You see, my pretty girl is only nine years old this past March. And that doesn't seem very old. But, it so happens that I know quite a bit about dogs. And I know that we will be extremely lucky if that is only the halfway point since she is a large breed. And, from time to time, especially since October 2017, it hits me that someday, sooner than I want to, I will be holding her head in my lap as she breathes her last breath. I know it's ridiculous to go mourning something that hasn't happened yet. But, I think, too, in a way it's a good thing. Because it keeps me from taking her for granted in the meantime.
But, the thing is... Well, in a way, my life is bound up with hers. I've shared and perhaps overshared in places, that Daisy Mae is pretty much the reason I didn't turn my face to the wall and wait for death from October 2017 when Love died until February 2018. And I've hinted elsewhere that Daisy Mae was much more responsible for me coming back from being diagnosed with Parkinson's.
What I haven't shared before now, not with anyone anywhere, is that Daisy also stopped me from committing suicide, quite literally, before she was even a year old.
I won't go into why I had gone down that dark path. Nor will I discuss the reasons behind why I went to such an elaborate plan versus something simpler and much surer such as a bullet in the brain. Much less why I didn't discuss what I was feeling with anyone that led me there.
But, it was a cold night in the tail end of winter. I remember that much because it was part of my elaborate plan. I already wasn't feeling hungry or thirsty any more. I hadn't eaten any food in over a week, closer to two. And I had not allowed any liquid to touch my lips for at least three days. Perhaps longer.
It was the deep of the night, the wee hours of the morning, and it was cold. Very cold. The coldest moment of the night in the coldest month of the year that I could manage without a crystal ball. I took Daisy outside. Ostensibly so that she could use the bathroom.

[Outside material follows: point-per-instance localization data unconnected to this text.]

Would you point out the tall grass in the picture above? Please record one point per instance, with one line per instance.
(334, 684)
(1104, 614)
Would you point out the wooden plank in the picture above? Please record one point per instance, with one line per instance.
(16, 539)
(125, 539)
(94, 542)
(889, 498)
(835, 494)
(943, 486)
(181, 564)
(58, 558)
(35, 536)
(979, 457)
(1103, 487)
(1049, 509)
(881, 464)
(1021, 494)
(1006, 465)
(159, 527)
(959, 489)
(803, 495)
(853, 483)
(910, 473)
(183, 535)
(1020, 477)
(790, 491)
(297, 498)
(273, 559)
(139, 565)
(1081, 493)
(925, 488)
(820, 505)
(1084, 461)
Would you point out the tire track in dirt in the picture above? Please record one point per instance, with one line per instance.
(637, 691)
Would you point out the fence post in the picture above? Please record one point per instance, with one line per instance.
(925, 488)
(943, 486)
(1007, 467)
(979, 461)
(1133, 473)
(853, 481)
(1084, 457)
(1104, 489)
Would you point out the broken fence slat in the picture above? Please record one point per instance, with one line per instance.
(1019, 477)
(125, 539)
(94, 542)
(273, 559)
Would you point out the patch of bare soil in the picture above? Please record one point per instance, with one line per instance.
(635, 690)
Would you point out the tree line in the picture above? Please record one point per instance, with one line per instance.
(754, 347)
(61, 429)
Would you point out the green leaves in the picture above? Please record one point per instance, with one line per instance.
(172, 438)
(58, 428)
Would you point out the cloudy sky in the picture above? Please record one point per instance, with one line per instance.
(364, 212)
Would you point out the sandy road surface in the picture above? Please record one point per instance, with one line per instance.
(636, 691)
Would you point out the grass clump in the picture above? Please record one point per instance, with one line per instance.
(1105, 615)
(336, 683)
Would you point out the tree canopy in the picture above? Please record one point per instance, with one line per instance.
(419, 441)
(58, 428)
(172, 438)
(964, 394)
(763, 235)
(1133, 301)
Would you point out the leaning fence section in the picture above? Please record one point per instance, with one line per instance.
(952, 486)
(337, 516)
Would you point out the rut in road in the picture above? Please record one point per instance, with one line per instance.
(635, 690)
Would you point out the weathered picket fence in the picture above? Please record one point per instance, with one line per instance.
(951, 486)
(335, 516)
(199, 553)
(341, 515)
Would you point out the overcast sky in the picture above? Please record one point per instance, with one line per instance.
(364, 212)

And I sat down in my chair that I always sat in while we were out there.
Nothing could look odd, you see.
I closed my eyes. And I guess I must have drifted off to sleep, just like I'd planned.

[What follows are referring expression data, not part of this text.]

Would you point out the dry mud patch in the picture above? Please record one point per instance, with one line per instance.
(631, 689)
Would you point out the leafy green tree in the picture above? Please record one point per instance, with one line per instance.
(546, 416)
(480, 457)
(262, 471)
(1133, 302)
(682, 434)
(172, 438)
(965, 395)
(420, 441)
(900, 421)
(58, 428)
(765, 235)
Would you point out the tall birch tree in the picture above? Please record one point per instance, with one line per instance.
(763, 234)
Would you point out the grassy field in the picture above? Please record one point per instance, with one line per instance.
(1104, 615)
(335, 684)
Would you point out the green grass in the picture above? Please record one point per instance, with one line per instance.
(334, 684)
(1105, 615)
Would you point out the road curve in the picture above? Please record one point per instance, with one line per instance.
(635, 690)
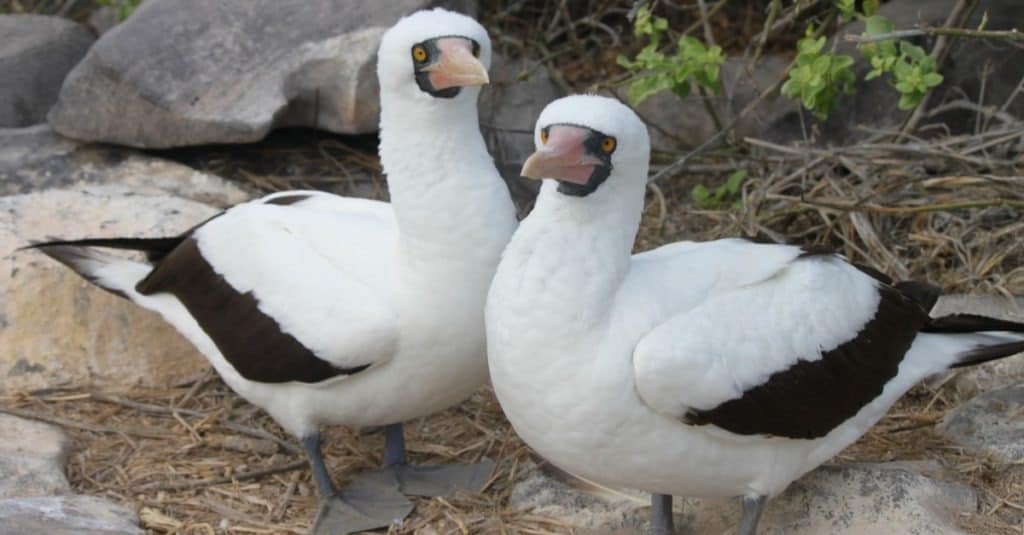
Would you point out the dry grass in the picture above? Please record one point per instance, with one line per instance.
(197, 458)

Because the next thing I knew there was a sharp pain in my hand and that damn dog was doing her best to try to drag me out of my chair with her teeth clamped on my hand.
I didn't want to. I really just couldn't even express how very much I didn't want to. But, I allowed her to half drag, half coax me up out of that chair and back inside.
I don't know how much of it was real and how much imagined, but I sort of have fuzzy memories (all puns intended) of her curled around my head for the rest of the night as I slept on the couch. And occasionally nipping my nose and licking my face.
The next morning, I woke to find the sun shining cheerily, and my wife thumping around in the kitchen, making an unholy racket as she made her coffee.
I took Daisy Mae outside.
Love stuck her head out and chewed my ass for being outside with snow on the ground in nothing but a pair of boxer briefs.
I never did tell her why I broke down in hard tears and sobs later that same day.
Daisy Mae, of course, licked away my tears.
The running joke for several years was that Love believed that I fought my way back for that damn dog more than for her.
I never revealed to anyone why that joke made me so uncomfortable. Until now.
*****
Any road, my long-winded (as usual) point (as much as I ever have one) is that dogs are something special.
Our condolences, and much love and warm furry hugs, from our house to any that have lost such an amazing part of their life.